Cameron successor vote begins amid Brexit sell-off

AFP , Tuesday 5 Jul 2016

Theresa May
British Home Secretary and leadership candidate for Britain's ruling Conservative Party Theresa May gets in a car as she leaves after attending a cabinet meeting at 10 Downing Street, in London, Tuesday, July 5, 2016 (Photo: AP)

Lawmakers in the governing Conservative Party began voting for a new prime minister on Tuesday as the Brexit vote sent more shockwaves through Britain's economy and European leaders warned tough negotiations lay ahead.

Interior minister Theresa May is styled as clear frontrunner in the race to succeed David Cameron, who announced he would quit after the shock result of the June 23 referendum.

She is pitching herself as a sober operator, capable of unifying a party fractured by the Brexit crisis and of leading Britain out of the EU.

She has called for a delay in invoking Article 50 -- the formal procedure for leaving the EU -- and has said she wants access to Europe's single market as well as restrictions on free movement of people.

But EU leaders have ruled this out, saying access to the single market would mean allowing free movement.

They are also urging Britain to hurry up on its exit negotiations as they try to contain the fallout from the vote.

The Brexit vote has sparked a fierce debate on whether the EU should close ranks and press for more union or opt for a looser grouping. Hungary's eurosceptic government on Tuesday announced a referendum on a troubled EU migrant quota plan.

Britons on June 23 voted by 52 percent in favour of leaving the bloc, the first member ever to do so.

The result has put the "European project" in question and threatens the United Kingdom's own unity since pro-EU Scotland is now raising the prospect of independence.

Britain's new leader will also have to ease widening fears over Brexit's economic fallout, which has led to two large property funds suspending trading this week following a surge in sell-offs.

The pound fell to new lows against the dollar and the Bank of England moved to boost bank lending, warning that risks to stability "have begun to crystallise".

"There is the prospect of a material slowing in the economy," Bank of England governor Mark Carney said.

Aviva Investors suspended its £1.8-billion (2.1-billion euro, $2.4-billion) commercial property fund, a day after Standard Chartered did the same with its £2.7 billion UK Real Estate fund.

"Dominoes are starting to fall" in Britain's commercial property market, said Laith Khalaf, senior analyst at investment company Hargreaves Lansdown.

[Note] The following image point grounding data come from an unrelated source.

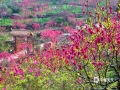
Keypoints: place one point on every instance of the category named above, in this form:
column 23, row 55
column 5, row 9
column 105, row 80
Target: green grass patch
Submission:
column 5, row 22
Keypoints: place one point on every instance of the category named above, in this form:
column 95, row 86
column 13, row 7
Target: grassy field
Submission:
column 5, row 22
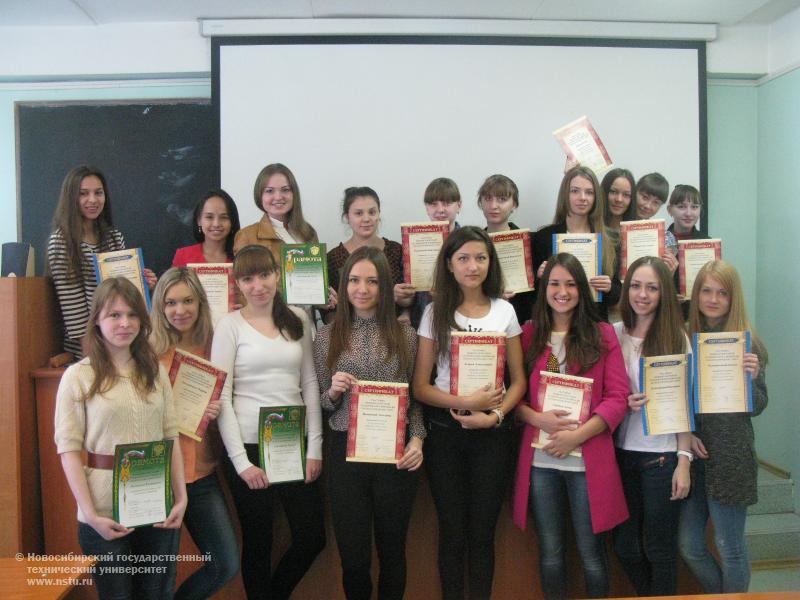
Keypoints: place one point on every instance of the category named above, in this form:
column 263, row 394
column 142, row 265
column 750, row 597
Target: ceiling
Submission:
column 37, row 13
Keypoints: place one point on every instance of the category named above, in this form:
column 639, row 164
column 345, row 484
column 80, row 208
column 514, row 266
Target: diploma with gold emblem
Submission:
column 582, row 145
column 666, row 381
column 638, row 239
column 377, row 430
column 562, row 392
column 123, row 263
column 304, row 274
column 219, row 286
column 195, row 383
column 421, row 244
column 692, row 256
column 720, row 382
column 476, row 359
column 281, row 442
column 588, row 249
column 142, row 483
column 514, row 253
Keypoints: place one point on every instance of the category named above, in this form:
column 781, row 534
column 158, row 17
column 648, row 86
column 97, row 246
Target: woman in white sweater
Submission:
column 266, row 349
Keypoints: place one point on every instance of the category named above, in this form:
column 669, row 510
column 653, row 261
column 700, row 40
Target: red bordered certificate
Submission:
column 421, row 244
column 640, row 238
column 562, row 392
column 377, row 430
column 692, row 255
column 195, row 383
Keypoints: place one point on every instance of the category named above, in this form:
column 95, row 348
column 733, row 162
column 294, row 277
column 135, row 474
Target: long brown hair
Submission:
column 447, row 294
column 145, row 359
column 391, row 332
column 582, row 343
column 666, row 334
column 296, row 225
column 69, row 220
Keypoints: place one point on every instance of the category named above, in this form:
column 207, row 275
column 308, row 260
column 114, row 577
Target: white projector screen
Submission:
column 343, row 112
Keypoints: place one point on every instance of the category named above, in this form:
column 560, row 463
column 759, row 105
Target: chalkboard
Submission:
column 159, row 158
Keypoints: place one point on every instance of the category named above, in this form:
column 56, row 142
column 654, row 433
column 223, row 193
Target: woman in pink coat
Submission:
column 567, row 337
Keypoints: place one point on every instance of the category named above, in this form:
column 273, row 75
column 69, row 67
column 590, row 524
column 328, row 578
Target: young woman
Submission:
column 266, row 349
column 580, row 208
column 82, row 226
column 724, row 477
column 216, row 221
column 655, row 468
column 118, row 394
column 468, row 448
column 567, row 337
column 366, row 342
column 182, row 320
column 361, row 208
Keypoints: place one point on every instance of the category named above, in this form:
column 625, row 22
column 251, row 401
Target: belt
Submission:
column 100, row 461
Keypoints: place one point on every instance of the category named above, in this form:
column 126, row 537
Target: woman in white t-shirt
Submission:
column 468, row 447
column 654, row 468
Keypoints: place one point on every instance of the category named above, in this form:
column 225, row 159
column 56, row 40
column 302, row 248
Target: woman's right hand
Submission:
column 255, row 478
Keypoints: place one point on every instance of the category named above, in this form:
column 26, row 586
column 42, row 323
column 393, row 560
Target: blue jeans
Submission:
column 211, row 528
column 647, row 543
column 154, row 584
column 554, row 495
column 733, row 575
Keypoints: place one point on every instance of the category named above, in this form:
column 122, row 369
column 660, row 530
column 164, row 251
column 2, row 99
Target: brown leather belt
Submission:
column 100, row 461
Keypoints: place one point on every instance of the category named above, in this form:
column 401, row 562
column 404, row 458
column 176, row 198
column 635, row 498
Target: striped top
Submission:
column 75, row 293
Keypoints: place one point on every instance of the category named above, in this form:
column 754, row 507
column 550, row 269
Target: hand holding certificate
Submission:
column 666, row 382
column 721, row 383
column 377, row 430
column 142, row 480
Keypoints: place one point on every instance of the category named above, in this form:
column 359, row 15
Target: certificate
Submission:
column 142, row 481
column 666, row 382
column 421, row 244
column 377, row 430
column 692, row 256
column 476, row 359
column 282, row 442
column 123, row 263
column 588, row 249
column 304, row 274
column 195, row 383
column 514, row 253
column 219, row 286
column 720, row 383
column 562, row 392
column 582, row 145
column 638, row 239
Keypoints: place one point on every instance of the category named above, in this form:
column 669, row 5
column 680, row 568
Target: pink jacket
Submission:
column 609, row 401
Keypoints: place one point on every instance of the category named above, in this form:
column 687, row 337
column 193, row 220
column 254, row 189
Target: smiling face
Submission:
column 119, row 324
column 277, row 197
column 91, row 198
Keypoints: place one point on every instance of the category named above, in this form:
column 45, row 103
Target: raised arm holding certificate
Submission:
column 638, row 239
column 692, row 256
column 562, row 392
column 720, row 382
column 195, row 383
column 588, row 249
column 666, row 382
column 583, row 146
column 514, row 253
column 142, row 493
column 377, row 430
column 282, row 442
column 476, row 359
column 304, row 274
column 421, row 244
column 219, row 286
column 127, row 263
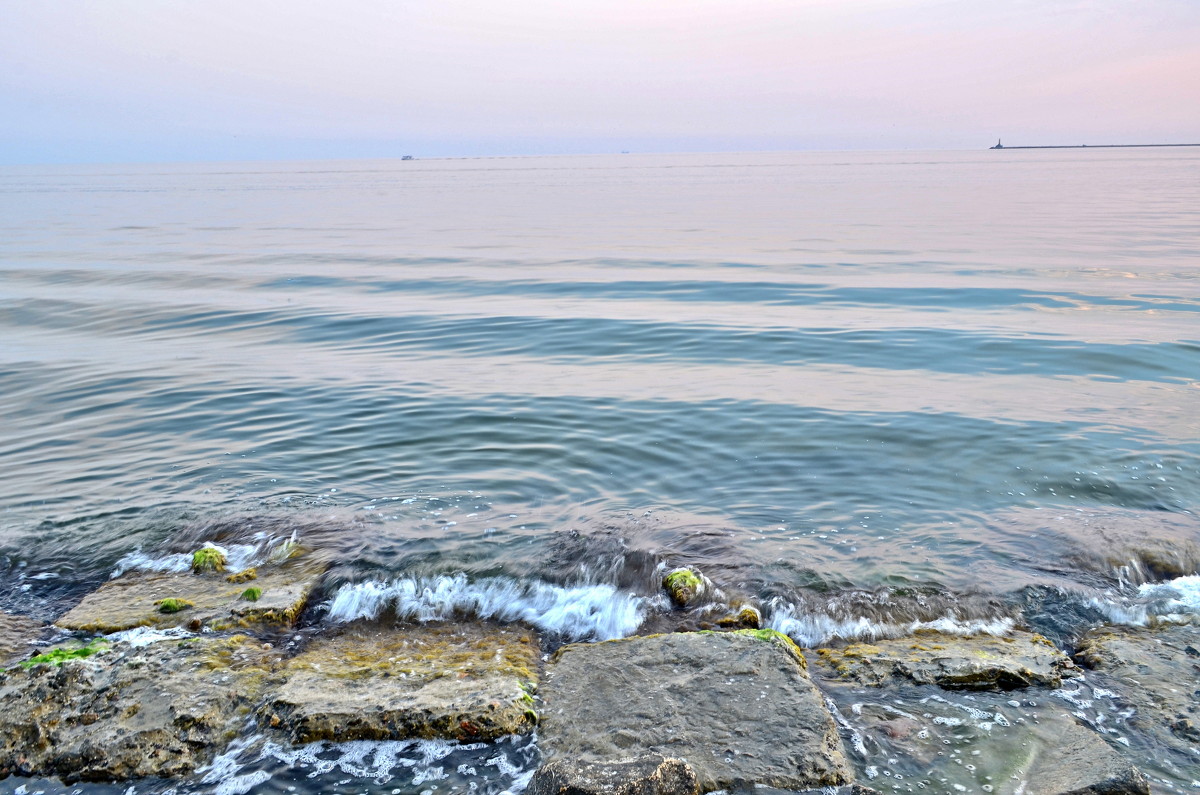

Britain's first government bond launch since the vote also returned a record-low yield of 0.382 percent as investors bought up bonds in a rush for safer assets.

May campaigned for Britain to stay in the EU but now says that "Brexit means Brexit" and has ruled out an early election or a second referendum -- both seen as possible ways of rowing back from the result.

One of her rivals, Andrea Leadsom, who campaigned for Britain to leave, has said she wants exit negotiations to be "as short as possible" in order to avoid "prolonged uncertainty".

The ruling party's 330 MPs will vote for one of five candidates, with the least popular being eliminated ahead of similar votes on Thursday and next Tuesday to reduce the shortlist to two.

The party's 150,000 members will then decide the winner, with the result to be declared on September 9.

The race took a dramatic turn last week when justice minister Michael Gove announced his candidacy, delivering a stinging attack on pro-Leave ally Boris Johnson moments before he was expected to announce his own bid.

A wounded Johnson pulled out of the contest but the affair appears to have turned some MPs against Gove.

Leadsom received Johnson's backing on Monday.

"Andrea Leadsom offers the zap, the drive, and the determination essential for the next leader of this country," said the former London mayor.

"She possesses the qualities needed to bring together leavers and remainers in the weeks and months ahead."

The vote has shaken Britain's political order, plunging both the Conservatives and opposition Labour party into chaos.

Leading Brexit campaigner, MEP Nigel Farage, resigned as head of the UK Independence Party on Monday, saying his "political ambition has been achieved".

"The Brexit heroes of yesterday are now the sad heroes of today," European Commission president Jean-Claude Juncker told the European Parliament.

"Those who have contributed to the situation in the UK have resigned, Johnson, Farage and others. They are as it were retro-nationalists, they are not patriots," he said.

"Patriots don't resign when things get difficult, they stay."

In the Labour Party, leader Jeremy Corbyn is still clinging to his job, despite being defeated in a non-binding no-confidence vote of Labour lawmakers angry at his lacklustre campaigning to stay in the EU.

Corbyn argues that support from grassroot members, who delivered him a landslide victory in last year's leadership election, gives him a mandate to lead.

But 80 percent of the party's MPs voted against him.

The release of a long-awaited report into Britain's involvement in the 2003 Iraq invasion on Wednesday is likely to pour oil on the fire, pitching pacifist Corbyn against MPs who supported then prime minister Tony Blair's decision to join the US-led war.